The fact that forty-seven percent of Americans will vote for this ignorant, dishonest, and dangerous narcissist—after all we have seen with our own lying eyes—continues to amaze me. He accuses Harris of being a flip-flopper. This from a man who once said Hillary would make a great president and whose views on abortion have shifted with the wind literally overnight. His own flip-flopping is never the result of a reflective and conscientious change of mind, or even the result of necessity in the process of political compromise. Rather it results from his attempt to ingratiate himself with whichever voting bloc he is addressing at the moment. Every statement, every act, no matter how feigned, is designed for personal and political applause.

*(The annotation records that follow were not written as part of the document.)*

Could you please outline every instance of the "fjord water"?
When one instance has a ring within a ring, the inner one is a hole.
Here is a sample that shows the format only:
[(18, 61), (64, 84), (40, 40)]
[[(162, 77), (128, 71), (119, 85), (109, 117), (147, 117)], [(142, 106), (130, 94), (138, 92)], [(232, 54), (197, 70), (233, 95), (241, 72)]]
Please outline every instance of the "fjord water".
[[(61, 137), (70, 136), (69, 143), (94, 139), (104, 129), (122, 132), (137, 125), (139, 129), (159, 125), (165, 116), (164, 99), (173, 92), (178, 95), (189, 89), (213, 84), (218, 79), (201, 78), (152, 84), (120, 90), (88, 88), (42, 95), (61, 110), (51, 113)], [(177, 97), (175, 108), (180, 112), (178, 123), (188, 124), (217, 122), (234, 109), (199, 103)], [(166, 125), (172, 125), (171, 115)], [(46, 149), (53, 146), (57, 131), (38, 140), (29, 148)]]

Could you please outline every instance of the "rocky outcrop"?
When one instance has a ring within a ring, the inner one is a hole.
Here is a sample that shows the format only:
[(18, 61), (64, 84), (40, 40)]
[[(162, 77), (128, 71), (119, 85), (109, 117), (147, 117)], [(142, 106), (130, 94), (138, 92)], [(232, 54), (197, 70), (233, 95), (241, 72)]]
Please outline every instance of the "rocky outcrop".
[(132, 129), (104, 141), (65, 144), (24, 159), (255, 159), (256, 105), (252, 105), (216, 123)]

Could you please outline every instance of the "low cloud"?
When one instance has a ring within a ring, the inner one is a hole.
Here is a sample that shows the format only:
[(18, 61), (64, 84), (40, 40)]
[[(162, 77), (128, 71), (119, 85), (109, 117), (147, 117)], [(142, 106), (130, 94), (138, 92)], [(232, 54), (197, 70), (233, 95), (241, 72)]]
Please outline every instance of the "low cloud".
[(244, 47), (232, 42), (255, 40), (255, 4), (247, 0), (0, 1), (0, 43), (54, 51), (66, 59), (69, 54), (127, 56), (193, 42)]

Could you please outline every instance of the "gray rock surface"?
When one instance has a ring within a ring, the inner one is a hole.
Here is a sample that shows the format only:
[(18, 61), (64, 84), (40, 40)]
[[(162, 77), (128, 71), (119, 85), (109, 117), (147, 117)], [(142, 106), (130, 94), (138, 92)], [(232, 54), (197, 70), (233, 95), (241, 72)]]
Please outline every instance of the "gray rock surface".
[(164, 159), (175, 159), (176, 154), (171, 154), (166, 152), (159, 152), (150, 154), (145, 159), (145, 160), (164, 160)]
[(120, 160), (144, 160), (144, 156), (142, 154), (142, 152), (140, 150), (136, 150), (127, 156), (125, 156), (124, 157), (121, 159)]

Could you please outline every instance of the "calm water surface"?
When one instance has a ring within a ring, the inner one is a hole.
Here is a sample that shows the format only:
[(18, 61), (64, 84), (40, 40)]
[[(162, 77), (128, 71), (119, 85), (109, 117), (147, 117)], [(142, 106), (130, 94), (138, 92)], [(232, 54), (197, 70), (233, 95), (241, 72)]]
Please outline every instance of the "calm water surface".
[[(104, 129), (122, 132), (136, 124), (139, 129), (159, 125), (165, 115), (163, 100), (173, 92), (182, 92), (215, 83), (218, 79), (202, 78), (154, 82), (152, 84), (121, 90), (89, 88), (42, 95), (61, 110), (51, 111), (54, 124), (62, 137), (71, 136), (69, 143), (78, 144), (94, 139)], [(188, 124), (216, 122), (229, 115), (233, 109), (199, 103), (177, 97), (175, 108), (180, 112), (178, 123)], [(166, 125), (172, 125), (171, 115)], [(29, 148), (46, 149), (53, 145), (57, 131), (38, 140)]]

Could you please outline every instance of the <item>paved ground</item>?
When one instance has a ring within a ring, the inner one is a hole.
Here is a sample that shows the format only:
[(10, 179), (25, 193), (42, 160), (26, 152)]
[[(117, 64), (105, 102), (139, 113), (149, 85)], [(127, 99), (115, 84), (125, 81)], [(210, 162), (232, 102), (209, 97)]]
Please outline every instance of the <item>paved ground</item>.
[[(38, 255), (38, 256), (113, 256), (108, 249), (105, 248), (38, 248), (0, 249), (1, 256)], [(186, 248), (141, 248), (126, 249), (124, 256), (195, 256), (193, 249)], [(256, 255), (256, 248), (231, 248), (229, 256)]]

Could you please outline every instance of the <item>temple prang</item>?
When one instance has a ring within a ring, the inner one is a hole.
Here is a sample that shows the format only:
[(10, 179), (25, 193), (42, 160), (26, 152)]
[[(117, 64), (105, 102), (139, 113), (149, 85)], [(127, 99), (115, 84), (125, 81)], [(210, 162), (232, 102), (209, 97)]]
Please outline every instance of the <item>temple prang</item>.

In his pretense of religiosity he has used the Bible as a political prop, and in his pretense of respect for military service he used Arlington National Cemetery as a political prop. The photo of a grinning, thumbs-up Trump standing by the graves at Arlington of those he believes to be “losers” with some family members who support him is a desecration nothing short of nauseating. This political stunt had nothing to do with actual respect or reverence for thirteen deaths in an American war, nothing at all. It was all for perceived political gain, namely to blame Biden and by extension Harris for those deaths in the evacuation of Kabul, an evacuation Trump himself had set in motion as president. The fact that federal law prohibits the use of Arlington for political purposes is one more law to be ignored and broken for his personal gain.
If Trump is re-elected, it will be, to use one of Trump’s favorite accusations, a disgrace. If he is re-elected, shame, shame on us—our greatest national shame since slavery.